EL INCOMPARABLE EMBRUJO DE LA ‘PERSISTENCIA RETINIANA’

(Walt Disney y el desarrollo de los dibujos animados como género cinematográfico)

(‘La Gaceta de Canarias’, 24-I-1993)  

 

  

 

            Cuando presenciamos maravillas como La Bella y la Bestia, el último producto de la casa Disney, o productos mixturados igualmente impactantes como ¿Quién engañó a Roger Rabbit? (1988), de Robert Zemeckis, por ejemplo, no podemos dejar de pensar en los ordenadores y en técnicas sofisticada de última hora. Siempre, en efecto, se sorprende uno al comprobar cómo esos magos del celuloide consiguen sumergirnos inexorablemente en un mundo de fantasía, haciéndonos olvidar por unos instantes que lo que estamos contemplando no son más que una serie de trazos proyectados en una pantalla. Y pensamos que tal efecto no se puede conseguir sin una tecnología de lo más avanzada.
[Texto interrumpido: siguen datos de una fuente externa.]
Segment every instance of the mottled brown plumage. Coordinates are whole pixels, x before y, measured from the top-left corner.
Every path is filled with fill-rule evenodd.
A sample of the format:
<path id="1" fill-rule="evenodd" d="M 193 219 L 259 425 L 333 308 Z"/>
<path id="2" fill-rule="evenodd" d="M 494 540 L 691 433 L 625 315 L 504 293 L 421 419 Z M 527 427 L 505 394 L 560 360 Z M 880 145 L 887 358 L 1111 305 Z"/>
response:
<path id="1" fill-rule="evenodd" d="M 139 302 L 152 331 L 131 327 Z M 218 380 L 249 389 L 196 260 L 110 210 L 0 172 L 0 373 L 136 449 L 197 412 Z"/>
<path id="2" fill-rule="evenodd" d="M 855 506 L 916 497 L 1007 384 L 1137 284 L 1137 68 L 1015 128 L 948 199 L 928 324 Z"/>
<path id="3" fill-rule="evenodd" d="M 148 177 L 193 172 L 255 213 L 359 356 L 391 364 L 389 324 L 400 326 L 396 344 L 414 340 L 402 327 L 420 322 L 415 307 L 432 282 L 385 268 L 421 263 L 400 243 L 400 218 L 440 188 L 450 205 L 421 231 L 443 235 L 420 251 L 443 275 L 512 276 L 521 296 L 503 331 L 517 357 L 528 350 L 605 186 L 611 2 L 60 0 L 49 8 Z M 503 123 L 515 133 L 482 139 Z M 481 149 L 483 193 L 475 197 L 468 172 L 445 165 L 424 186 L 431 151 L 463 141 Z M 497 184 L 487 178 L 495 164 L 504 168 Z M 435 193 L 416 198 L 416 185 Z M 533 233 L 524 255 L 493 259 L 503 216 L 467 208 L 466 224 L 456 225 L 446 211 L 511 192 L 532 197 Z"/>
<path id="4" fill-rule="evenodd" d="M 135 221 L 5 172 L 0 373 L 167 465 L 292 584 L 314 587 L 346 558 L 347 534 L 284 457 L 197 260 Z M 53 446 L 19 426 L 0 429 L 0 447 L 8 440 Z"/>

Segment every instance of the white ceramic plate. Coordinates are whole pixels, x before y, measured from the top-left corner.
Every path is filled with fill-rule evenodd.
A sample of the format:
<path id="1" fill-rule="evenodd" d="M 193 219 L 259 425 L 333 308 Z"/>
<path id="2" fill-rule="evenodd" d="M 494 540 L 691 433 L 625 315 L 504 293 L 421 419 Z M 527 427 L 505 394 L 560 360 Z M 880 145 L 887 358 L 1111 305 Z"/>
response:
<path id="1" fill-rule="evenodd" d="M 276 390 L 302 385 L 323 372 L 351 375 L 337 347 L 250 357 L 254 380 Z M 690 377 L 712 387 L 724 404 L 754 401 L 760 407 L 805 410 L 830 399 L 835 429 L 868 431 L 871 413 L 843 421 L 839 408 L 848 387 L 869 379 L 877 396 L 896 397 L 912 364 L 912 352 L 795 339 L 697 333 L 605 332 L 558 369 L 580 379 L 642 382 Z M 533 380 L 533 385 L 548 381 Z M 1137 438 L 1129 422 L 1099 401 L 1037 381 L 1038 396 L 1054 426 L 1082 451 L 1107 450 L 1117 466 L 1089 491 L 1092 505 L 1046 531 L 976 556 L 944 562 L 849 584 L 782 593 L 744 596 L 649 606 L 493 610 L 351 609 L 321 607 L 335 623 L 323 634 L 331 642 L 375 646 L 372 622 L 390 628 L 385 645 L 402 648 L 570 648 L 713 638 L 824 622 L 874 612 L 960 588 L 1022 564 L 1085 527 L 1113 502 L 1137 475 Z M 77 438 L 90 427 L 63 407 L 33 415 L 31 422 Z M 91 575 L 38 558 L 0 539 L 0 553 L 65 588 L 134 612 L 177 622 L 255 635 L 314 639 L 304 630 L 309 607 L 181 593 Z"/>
            Sin embargo, a muchos les sorprendería enterarse de que el arte de los dibujos animados es tan antiguo como el propio cine, e incluso más antiguo todavía ; la tecnología inherente al género fue evolucionando desde los inicios, y muchas películas antiguas de dibujos sorprenden por su inusitada perfección técnica. Las primeras experiencias precinematográficas con imágenes en movimiento (taumátropo, estroboscopio, zoótropo, libro mágico, linterna mágica, teatro óptico, fenakistoscopio, praxinoscopio, etc.) datan del siglo XVII y, por supuesto, utilizaban dibujos como materia prima ; sólo más tarde, con el desarrollo de la fotografía, se pasó a experimentar con seres vivos. Eso explica el hecho de que la primera película de animación propiamente dicha se realizara tan pronto como 1908 ; se titulaba Fantasmagorie, y su autor fue el francés Emile Cohl, quien fue rápidamente imitado por otros pioneros: Windsor McKay, James Stuart Blackton, Julius Pinschewer, Earl Hudd, Emile Reynaud, etc., sin olvidar a nuestro compatriota universal Segundo de Chomón.

               La base teórica del cine de animación es, evidentemente, la misma que la de cualquier otro género cinematográfico: el fenómeno conocido como persistencia retiniana. Nuestros ojos poseen una capacidad de retención que les permite ver una serie de fases de movimiento interrumpido como si fuese un movimiento continuado, con tal de que estén presentadas en el justo orden y con el intervalo de imágenes preciso (generalmente 24 imágenes por segundo). Este efecto plantea, a la hora de realizar films de dibujos animados, una serie de dificultades relacionadas con la ‘continuidad’ que no suelen presentarse en las películas con actores. En dibujos animados hay que simular el movimiento de los personajes mediante trazos sobre el celuloide, y eso trae consigo que la unidad lingüística significativa en este tipo de films ya no sea el plano, sino el fotograma. El movimiento de ‘caminar’, por ejemplo [ver ilustración],  en una película de animación exige un mínimo de 8 dibujos distintos por cada dos pasos. Un guión de este tipo, por tanto, debe apoyarse en un completísimo storyboard que muestre en esquema cada detalle de la acción. Así, un proyecto de largometraje viene a requerir algo así como 1.800 bocetos. El correspondiente equipo de dibujantes desarrollará cada personaje, y otro equipo proveerá a la historia narrada de los correspondientes fondos. A eso se añadirá la música y los efectos de sonido. La banda sonora de una cinta de dibujos animados, al revés que en los films con actores, suele grabarse antes que otras fases del proceso de producción, y generalmente la imagen se supedita al sonido.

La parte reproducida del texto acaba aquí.